MIAMI -- The Sooners said this was just their regular defense.

The scoreboard said something entirely different.

Chris Weinke
The game turned decidedly in OU's favor when Rocky Calmus forced Chris Weinke to fumble at the FSU 10-yard line.

Oklahoma won the national championship in the FedEx Orange Bowl thanks to a defense that did the unthinkable, shutting out the Florida State offense for the first time since 1988.

"I was shocked," said FSU coach Bobby Bowden. "They whipped us on the running game and whipped up bad. I would have never thought they could do it."

No one did. Except Oklahoma, 13-2 winners when the night was over.

That's why even though the Sooners were winning 6-0 midway through the fourth quarter and the Seminoles were on their own 10-yard line, it seemed like any minute they would make the play to take control of the game.

The play was made, but it was by the Oklahoma defense. Cornerback Ontei Jones blitzed, leapt and narrowly missed FSU quarterback Chris Weinke, who took off running up the middle of the field. OU linebacker Rocky Calmus then tackled Weinke from behind, popping the ball loose and Roy Williams jumped on it for Oklahoma.

Two plays later, Quentin Griffin ran 10 yards for the back-breaking touchdown.

"It was our regular defense.

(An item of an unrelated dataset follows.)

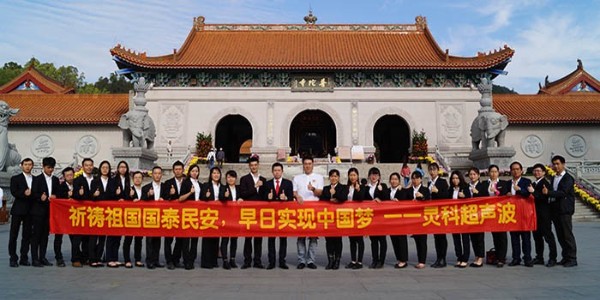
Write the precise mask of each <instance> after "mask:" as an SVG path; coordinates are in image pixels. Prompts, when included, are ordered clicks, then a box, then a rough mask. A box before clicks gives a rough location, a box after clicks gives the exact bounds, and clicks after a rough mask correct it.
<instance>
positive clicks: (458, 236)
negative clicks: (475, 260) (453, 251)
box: [452, 233, 471, 262]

I blitzed, came free and jumped, but Weinke made a good play to get free, but my teammates took over from there," Jones said. "It went good for us."

Just like everything else did Wednesday night for Oklahoma. The Sooners shut down the offense that was ranked No 1 in passing and total offense and No. 3 in scoring offense in the nation. This is an offense that does the intimidating, not the other way around.

"They started getting confused after we hit them in the mouth. They're not used to that," said defensive back J.T. Thatcher. "They usually scare other teams, so they weren't used to that."

And while the Sooners defense won't say they played the perfect game -- modesty or fear of coach Bob Stoops prevents that -- don't think they didn't know what was going on.

"Every call we had on defense went according to plan," Thatcher said. "It's a great feeling to know they can't stop you if you execute. We focused on the prize and that was the national championship. We wanted it more and did what we had to do."

And that was nothing new to the Sooners.